What makes this funny is all the audience knows ghosts are real but there is a ton of evidence they existed but the villain is able to twitter the truth away and the more things go to hell the more he denies the truth.
- Posted by Chris at
11:54am on
26 December 2020
My initial feeling about remakes of films is always "Do I really want to go and watch a film by someone who didn't have the imagination to produce an original idea?"
On the whole the answer is going to be "no" unless everyone I know tells me that it is exceptionally good, just as (with the exception of reductions of long and moralising Victorian stories by cutting out the goddy bits) I am not going to read someone's modernised re-telling of a Nobel prize winning book, or hang needlework renditions of old masters' paintings on my wall. And I don't want the Swingle Singers performing songs whose originals I know, either.
Would you go to a remake of Some Like It Hot without the original stars? I think I wouldn't bother.
- Posted by RogerBW at
12:10pm on
26 December 2020
It doesn't help that there are many filmmakers who do have original ideas, who don't get to make them because the producers and studio bosses would rather say "ooh, existing intellectual property, that was valuable 30 years ago therefore it will be valuable now". (Which is actually mostly an accounting fiddle, as I've written here before: if the thing has been lying dormant it's often still carried on the books at its old value from back when people cared about it.) Filmmakers outside Hollywood know that you don't need to spend hundreds of millions to make a film people will enjoy… the problem is that it's hard to get the attention of an audience already drowning in film and TV if you don't have the distribution muscle.
Though one should not forget that the version of The Maltese Falcon people now remember fondly was a remake. Technically the third attempt to film the book, if you count Satan Met a Lady.
There are bits here which are very good, but what I enjoyed was almost entirely the acting; you could have given these same actors a different concept and script (please!) and they'd still have been great. I'm not an expert in film analysis and it's rare that I notice such a clear separation of parts, like a failed mayonnaise; a film that works well can cover up deficiencies in one element with strengths in another.
- Posted by Ashley R Pollard at
03:33pm on
26 December 2020
Funnily enough, the Ghosterbusters: Afterlife movie trailer shows promise, as it seems to be a 'do you remember' those guys etc. as its premise.

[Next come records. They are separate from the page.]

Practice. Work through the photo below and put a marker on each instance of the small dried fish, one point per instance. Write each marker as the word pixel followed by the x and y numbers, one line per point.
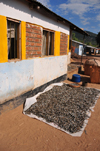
pixel 65 106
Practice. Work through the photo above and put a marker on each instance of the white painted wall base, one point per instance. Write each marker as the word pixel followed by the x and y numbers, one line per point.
pixel 19 77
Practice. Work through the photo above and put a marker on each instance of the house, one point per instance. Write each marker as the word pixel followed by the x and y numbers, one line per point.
pixel 34 49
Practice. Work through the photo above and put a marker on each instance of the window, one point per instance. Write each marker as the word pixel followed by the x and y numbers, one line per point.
pixel 48 43
pixel 13 39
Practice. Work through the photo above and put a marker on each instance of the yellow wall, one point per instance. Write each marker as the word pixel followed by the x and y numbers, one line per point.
pixel 57 44
pixel 23 39
pixel 68 45
pixel 3 40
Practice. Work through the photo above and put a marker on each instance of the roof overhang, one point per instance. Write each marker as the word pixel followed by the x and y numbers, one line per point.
pixel 37 5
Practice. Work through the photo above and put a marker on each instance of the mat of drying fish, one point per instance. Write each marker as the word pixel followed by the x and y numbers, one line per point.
pixel 63 107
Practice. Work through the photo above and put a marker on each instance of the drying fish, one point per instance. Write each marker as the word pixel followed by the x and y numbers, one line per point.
pixel 65 106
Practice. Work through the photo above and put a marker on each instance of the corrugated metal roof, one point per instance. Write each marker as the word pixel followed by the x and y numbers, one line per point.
pixel 59 18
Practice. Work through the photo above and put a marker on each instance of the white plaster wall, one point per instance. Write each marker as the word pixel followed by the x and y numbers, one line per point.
pixel 20 10
pixel 19 77
pixel 49 68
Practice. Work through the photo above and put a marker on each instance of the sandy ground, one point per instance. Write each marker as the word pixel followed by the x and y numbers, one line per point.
pixel 19 132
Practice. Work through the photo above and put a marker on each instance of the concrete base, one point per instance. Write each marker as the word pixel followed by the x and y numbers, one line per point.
pixel 15 102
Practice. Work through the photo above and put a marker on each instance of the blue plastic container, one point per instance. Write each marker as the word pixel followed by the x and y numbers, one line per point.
pixel 76 78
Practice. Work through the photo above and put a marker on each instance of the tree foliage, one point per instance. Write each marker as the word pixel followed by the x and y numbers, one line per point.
pixel 98 39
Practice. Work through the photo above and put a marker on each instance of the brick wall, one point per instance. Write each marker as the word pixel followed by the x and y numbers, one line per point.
pixel 33 41
pixel 63 44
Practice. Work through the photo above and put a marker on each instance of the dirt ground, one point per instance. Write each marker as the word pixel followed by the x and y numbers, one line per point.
pixel 19 132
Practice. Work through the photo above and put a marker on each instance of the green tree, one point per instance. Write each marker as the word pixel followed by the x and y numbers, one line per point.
pixel 98 39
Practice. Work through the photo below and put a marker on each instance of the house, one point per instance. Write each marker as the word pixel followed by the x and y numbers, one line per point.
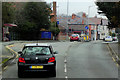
pixel 103 30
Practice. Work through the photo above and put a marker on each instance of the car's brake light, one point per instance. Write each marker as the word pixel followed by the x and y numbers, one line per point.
pixel 21 60
pixel 52 59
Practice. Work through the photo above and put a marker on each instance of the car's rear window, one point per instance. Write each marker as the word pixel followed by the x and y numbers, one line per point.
pixel 36 50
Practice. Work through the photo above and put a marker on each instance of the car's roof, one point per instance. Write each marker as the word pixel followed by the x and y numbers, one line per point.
pixel 37 44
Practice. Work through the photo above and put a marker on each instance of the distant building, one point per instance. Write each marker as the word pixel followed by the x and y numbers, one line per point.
pixel 77 24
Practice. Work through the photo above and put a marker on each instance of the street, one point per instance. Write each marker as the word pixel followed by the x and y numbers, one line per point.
pixel 76 60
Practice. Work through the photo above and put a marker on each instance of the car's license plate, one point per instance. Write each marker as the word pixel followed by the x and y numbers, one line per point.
pixel 36 67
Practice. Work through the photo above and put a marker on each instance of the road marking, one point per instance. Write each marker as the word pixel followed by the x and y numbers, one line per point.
pixel 117 65
pixel 66 77
pixel 113 57
pixel 1 73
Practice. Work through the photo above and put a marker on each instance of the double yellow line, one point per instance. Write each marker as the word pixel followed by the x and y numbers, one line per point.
pixel 112 55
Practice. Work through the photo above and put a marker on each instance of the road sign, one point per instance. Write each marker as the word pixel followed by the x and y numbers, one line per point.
pixel 86 27
pixel 57 22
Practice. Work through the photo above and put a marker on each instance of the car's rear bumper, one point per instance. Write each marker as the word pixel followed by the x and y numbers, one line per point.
pixel 74 39
pixel 46 67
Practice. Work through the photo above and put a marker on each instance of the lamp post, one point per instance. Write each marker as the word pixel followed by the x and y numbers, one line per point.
pixel 88 24
pixel 67 19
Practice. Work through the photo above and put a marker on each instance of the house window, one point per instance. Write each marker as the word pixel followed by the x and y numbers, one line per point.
pixel 103 33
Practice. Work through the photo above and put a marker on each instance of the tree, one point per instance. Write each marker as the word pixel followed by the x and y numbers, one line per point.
pixel 54 29
pixel 8 12
pixel 112 11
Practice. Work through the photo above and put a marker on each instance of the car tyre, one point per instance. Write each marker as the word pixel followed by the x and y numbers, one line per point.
pixel 20 73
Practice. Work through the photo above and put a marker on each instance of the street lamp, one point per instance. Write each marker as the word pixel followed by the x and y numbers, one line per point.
pixel 67 18
pixel 88 22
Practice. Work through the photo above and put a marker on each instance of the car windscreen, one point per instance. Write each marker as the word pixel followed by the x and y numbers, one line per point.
pixel 36 50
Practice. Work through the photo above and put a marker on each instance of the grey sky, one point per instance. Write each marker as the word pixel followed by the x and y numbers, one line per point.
pixel 76 6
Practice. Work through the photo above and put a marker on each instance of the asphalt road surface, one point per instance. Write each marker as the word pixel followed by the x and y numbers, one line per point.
pixel 77 60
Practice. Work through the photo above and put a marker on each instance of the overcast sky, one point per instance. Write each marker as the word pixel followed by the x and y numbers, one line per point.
pixel 76 6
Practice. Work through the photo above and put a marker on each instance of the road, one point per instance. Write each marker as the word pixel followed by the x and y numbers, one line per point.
pixel 77 60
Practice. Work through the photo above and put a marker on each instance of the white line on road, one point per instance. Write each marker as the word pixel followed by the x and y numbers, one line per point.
pixel 65 70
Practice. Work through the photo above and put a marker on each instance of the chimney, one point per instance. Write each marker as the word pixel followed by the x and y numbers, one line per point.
pixel 54 10
pixel 73 16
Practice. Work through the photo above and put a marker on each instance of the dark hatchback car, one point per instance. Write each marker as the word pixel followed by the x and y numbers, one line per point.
pixel 37 57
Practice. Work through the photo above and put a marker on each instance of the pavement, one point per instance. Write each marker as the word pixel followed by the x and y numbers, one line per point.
pixel 75 60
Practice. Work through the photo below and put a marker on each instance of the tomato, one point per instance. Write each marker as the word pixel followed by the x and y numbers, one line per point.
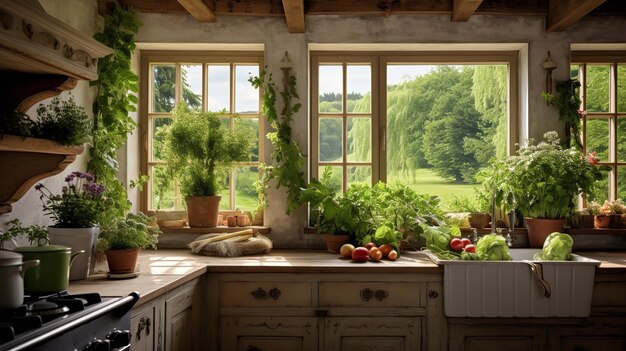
pixel 466 241
pixel 385 249
pixel 470 248
pixel 456 244
pixel 375 254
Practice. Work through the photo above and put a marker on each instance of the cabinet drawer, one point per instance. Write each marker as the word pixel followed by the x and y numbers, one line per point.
pixel 265 294
pixel 369 294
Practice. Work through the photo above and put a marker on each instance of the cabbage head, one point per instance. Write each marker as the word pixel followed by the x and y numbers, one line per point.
pixel 493 247
pixel 557 247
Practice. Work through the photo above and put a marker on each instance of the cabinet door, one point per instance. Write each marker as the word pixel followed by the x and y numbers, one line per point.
pixel 372 333
pixel 268 334
pixel 142 328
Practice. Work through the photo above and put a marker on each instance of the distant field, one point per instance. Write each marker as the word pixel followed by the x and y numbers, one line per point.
pixel 427 182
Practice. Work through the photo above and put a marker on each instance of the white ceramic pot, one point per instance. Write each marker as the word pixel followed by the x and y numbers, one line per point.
pixel 12 271
pixel 78 239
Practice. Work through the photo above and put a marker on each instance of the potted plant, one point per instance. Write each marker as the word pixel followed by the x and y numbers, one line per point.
pixel 546 180
pixel 124 238
pixel 75 212
pixel 199 148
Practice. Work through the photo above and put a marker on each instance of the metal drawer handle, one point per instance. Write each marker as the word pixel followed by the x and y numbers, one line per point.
pixel 259 294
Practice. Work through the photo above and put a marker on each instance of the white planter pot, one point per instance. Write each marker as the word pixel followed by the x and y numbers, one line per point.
pixel 78 239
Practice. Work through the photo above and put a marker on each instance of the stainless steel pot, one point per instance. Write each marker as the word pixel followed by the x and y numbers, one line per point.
pixel 12 271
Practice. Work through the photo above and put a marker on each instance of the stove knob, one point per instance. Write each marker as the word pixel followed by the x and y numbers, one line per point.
pixel 98 345
pixel 119 338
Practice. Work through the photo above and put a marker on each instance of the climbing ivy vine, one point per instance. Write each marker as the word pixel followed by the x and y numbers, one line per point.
pixel 116 97
pixel 287 157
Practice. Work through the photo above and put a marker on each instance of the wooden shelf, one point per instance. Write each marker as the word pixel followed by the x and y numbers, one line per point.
pixel 25 161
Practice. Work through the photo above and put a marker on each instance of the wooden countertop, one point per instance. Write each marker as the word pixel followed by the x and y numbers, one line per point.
pixel 164 270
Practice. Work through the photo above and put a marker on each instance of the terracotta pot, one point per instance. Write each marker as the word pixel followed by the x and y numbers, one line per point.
pixel 479 220
pixel 539 229
pixel 122 261
pixel 601 221
pixel 202 211
pixel 334 242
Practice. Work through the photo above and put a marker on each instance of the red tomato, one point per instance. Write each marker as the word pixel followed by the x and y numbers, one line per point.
pixel 456 245
pixel 470 248
pixel 465 241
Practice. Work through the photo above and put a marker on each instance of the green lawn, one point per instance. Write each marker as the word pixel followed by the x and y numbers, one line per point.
pixel 427 182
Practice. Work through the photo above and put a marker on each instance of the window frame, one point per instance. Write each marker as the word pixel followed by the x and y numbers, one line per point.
pixel 190 57
pixel 379 61
pixel 612 59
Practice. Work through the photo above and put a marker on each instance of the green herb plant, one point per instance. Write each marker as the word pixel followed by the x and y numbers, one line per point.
pixel 116 97
pixel 287 157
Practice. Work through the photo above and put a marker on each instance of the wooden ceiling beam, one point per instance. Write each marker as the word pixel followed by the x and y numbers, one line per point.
pixel 294 14
pixel 462 10
pixel 202 10
pixel 562 14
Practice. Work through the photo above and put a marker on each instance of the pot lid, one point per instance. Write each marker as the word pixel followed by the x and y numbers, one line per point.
pixel 44 248
pixel 9 258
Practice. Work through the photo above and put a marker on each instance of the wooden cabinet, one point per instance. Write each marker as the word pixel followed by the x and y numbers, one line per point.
pixel 328 312
pixel 170 322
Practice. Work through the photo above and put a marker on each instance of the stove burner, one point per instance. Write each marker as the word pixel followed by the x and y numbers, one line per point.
pixel 46 308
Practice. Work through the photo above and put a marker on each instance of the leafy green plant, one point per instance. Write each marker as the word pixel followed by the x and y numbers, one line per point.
pixel 545 179
pixel 136 230
pixel 116 90
pixel 567 102
pixel 288 159
pixel 199 148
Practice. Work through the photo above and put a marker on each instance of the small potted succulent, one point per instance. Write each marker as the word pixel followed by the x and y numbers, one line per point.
pixel 124 238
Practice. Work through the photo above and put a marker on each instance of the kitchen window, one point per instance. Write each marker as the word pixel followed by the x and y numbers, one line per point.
pixel 208 81
pixel 426 120
pixel 603 95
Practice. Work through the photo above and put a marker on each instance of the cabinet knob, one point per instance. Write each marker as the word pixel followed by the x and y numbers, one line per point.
pixel 259 294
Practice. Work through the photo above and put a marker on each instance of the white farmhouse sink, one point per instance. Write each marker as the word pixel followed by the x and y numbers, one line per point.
pixel 511 289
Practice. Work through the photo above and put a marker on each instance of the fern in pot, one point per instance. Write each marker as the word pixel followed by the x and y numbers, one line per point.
pixel 122 241
pixel 199 149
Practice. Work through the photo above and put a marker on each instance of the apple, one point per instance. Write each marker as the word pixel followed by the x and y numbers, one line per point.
pixel 346 250
pixel 360 254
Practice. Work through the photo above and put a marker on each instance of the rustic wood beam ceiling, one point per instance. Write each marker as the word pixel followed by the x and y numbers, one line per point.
pixel 559 14
pixel 294 14
pixel 564 13
pixel 462 10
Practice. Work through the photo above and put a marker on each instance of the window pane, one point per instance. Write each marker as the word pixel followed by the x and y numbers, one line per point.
pixel 359 87
pixel 330 140
pixel 246 96
pixel 218 87
pixel 163 195
pixel 330 88
pixel 246 194
pixel 621 139
pixel 191 76
pixel 336 178
pixel 163 88
pixel 158 136
pixel 359 174
pixel 597 88
pixel 600 190
pixel 621 88
pixel 598 138
pixel 359 139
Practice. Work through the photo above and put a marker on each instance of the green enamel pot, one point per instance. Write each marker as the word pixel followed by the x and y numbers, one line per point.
pixel 53 273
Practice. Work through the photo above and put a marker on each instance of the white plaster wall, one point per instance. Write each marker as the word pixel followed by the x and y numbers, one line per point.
pixel 537 117
pixel 82 15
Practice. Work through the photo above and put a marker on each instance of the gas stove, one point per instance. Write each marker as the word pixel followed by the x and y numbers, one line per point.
pixel 62 321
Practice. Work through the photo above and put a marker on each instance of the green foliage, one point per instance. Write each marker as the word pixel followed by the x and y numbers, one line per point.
pixel 116 97
pixel 567 102
pixel 199 148
pixel 135 231
pixel 287 157
pixel 545 179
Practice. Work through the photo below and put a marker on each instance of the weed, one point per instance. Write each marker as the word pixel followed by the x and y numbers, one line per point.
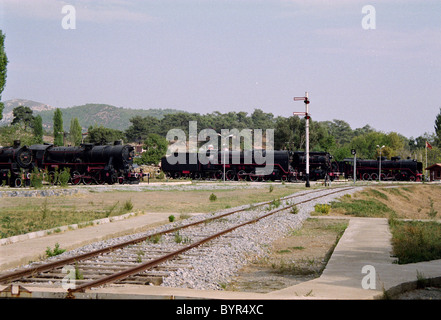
pixel 294 210
pixel 55 252
pixel 78 273
pixel 128 205
pixel 416 241
pixel 155 239
pixel 178 237
pixel 322 208
pixel 432 212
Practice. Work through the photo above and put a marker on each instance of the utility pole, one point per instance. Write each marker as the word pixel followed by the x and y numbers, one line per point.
pixel 354 152
pixel 307 117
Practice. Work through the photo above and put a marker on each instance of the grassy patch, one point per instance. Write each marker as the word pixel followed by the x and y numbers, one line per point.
pixel 415 241
pixel 362 208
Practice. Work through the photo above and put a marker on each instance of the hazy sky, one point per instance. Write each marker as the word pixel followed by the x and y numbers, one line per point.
pixel 233 55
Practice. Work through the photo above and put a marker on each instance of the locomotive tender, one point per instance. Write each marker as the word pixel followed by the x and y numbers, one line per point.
pixel 87 163
pixel 394 169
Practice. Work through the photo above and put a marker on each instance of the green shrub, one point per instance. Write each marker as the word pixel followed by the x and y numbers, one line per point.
pixel 322 208
pixel 55 252
pixel 415 241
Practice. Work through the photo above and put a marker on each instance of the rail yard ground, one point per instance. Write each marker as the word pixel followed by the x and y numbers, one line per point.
pixel 297 257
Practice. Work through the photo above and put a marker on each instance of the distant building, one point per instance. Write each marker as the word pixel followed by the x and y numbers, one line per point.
pixel 435 172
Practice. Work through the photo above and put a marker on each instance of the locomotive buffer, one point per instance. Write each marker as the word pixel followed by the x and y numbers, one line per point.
pixel 307 117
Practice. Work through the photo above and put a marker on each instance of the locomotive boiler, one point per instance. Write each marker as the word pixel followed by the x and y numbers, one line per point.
pixel 88 163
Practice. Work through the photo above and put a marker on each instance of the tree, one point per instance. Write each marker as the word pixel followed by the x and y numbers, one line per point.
pixel 437 129
pixel 37 128
pixel 23 115
pixel 58 128
pixel 75 132
pixel 3 64
pixel 102 135
pixel 156 148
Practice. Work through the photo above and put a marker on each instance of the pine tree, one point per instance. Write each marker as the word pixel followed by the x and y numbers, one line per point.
pixel 75 132
pixel 58 128
pixel 38 129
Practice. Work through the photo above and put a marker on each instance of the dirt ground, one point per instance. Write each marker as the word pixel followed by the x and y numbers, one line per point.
pixel 303 254
pixel 298 257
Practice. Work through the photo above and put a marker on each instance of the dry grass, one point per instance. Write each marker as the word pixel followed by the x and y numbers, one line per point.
pixel 21 215
pixel 406 202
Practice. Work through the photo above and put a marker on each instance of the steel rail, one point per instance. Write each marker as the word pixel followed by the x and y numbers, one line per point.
pixel 150 264
pixel 15 275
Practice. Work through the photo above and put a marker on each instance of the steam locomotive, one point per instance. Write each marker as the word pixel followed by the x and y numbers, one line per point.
pixel 87 163
pixel 15 164
pixel 247 165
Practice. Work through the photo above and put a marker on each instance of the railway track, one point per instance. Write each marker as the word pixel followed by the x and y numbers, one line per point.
pixel 149 258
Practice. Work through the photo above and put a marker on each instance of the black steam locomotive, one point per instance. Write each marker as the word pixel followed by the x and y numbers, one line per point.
pixel 15 164
pixel 87 163
pixel 247 165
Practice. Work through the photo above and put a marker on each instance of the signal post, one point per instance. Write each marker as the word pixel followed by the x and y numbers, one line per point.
pixel 307 117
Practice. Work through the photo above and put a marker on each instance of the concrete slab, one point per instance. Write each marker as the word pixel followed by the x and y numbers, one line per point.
pixel 361 266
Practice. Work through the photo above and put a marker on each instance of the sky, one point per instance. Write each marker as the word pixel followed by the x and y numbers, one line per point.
pixel 364 62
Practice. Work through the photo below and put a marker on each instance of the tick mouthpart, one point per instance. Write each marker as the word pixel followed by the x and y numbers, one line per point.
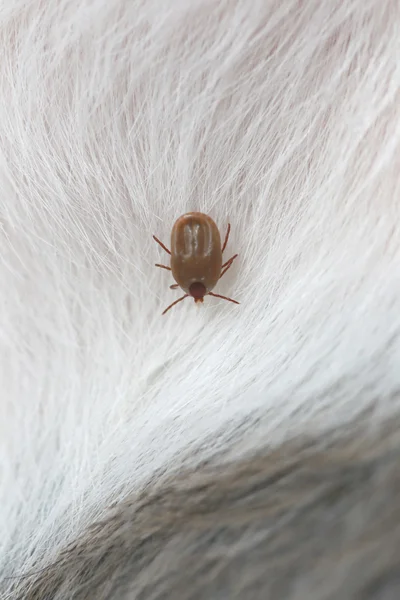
pixel 197 290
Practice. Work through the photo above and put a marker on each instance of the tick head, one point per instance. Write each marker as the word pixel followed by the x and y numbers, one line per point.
pixel 197 290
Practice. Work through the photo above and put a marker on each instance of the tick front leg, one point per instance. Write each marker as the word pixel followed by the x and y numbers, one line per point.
pixel 161 244
pixel 227 265
pixel 226 237
pixel 163 267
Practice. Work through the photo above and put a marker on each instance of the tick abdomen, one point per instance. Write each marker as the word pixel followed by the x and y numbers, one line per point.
pixel 196 254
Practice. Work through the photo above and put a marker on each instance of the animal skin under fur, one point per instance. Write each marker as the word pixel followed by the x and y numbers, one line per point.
pixel 220 451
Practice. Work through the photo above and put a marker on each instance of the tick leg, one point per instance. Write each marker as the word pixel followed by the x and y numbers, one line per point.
pixel 226 237
pixel 227 265
pixel 161 244
pixel 223 298
pixel 176 302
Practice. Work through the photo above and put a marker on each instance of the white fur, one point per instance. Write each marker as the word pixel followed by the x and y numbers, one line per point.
pixel 281 117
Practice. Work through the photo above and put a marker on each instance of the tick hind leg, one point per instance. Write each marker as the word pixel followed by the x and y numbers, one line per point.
pixel 176 302
pixel 161 244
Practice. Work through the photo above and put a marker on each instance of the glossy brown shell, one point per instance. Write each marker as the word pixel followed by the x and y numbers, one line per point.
pixel 196 254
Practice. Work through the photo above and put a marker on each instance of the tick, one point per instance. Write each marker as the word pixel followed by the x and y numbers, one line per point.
pixel 196 257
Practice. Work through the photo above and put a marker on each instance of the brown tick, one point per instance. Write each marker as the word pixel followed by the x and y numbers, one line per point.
pixel 196 257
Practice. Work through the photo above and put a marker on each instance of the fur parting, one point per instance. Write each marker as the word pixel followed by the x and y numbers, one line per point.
pixel 279 117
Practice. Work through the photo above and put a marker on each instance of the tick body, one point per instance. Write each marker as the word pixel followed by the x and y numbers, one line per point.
pixel 196 256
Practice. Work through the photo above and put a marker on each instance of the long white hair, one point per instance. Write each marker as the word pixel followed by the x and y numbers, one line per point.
pixel 281 118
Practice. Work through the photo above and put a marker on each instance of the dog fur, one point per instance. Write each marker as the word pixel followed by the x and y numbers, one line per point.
pixel 220 451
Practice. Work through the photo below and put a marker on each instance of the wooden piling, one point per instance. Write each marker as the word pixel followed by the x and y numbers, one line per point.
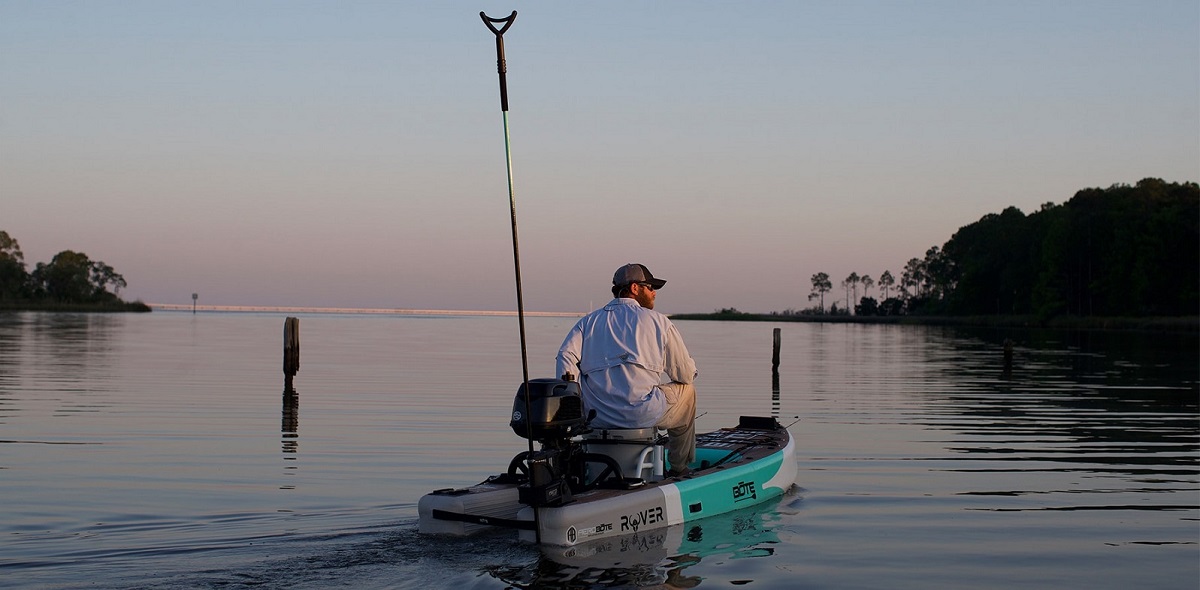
pixel 291 351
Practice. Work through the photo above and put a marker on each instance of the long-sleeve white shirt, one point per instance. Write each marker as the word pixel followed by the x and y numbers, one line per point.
pixel 622 353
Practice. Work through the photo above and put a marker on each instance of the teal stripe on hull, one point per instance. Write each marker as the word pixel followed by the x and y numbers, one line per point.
pixel 721 491
pixel 733 488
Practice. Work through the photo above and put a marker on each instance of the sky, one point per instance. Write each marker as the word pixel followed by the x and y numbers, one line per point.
pixel 352 154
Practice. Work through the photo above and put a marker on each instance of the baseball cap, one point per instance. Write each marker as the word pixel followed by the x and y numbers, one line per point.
pixel 635 272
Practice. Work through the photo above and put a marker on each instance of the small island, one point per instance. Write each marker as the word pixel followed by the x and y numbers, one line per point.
pixel 71 282
pixel 1117 258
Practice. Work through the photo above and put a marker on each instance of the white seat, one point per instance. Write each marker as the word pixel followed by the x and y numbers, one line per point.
pixel 634 449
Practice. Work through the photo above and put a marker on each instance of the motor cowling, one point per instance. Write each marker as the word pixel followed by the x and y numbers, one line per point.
pixel 555 410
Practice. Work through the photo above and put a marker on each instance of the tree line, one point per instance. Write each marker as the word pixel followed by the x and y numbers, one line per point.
pixel 1121 251
pixel 69 280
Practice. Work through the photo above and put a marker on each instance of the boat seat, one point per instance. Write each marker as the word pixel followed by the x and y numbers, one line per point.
pixel 636 450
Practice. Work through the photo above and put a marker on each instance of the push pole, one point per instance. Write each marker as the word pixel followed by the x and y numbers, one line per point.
pixel 502 70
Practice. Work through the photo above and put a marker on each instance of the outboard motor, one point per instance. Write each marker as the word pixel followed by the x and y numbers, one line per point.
pixel 553 414
pixel 556 411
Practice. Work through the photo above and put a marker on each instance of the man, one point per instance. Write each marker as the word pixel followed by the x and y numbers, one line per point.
pixel 633 366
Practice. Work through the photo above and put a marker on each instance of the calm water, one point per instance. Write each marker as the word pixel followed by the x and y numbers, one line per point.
pixel 157 451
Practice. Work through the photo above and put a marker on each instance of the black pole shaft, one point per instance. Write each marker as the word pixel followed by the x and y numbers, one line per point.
pixel 502 70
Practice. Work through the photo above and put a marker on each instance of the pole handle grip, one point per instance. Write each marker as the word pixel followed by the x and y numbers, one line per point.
pixel 501 67
pixel 490 22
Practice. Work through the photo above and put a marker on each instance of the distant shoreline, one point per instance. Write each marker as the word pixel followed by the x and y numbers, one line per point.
pixel 184 307
pixel 1165 324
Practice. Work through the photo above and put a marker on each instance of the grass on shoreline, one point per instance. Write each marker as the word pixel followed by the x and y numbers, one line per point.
pixel 55 306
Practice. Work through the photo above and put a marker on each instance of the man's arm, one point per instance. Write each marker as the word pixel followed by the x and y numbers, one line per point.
pixel 679 365
pixel 569 354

- Posted by Nicola Zealey at
05:20pm on
26 December 2020
I've had a quick look at the trailer of Ghosterbusters: Afterlife and it sounds good but i'm not sure I'm convinced folks would have forgotten the Statue of Liberty taking a walk. I know the twitter generation have the attention span of goldfish but for me that is a stretch too far.
With my premise, there is a reason why the original ghost-busters have been forgotten. The public love turning heroes into zeroes and then forgetting about them.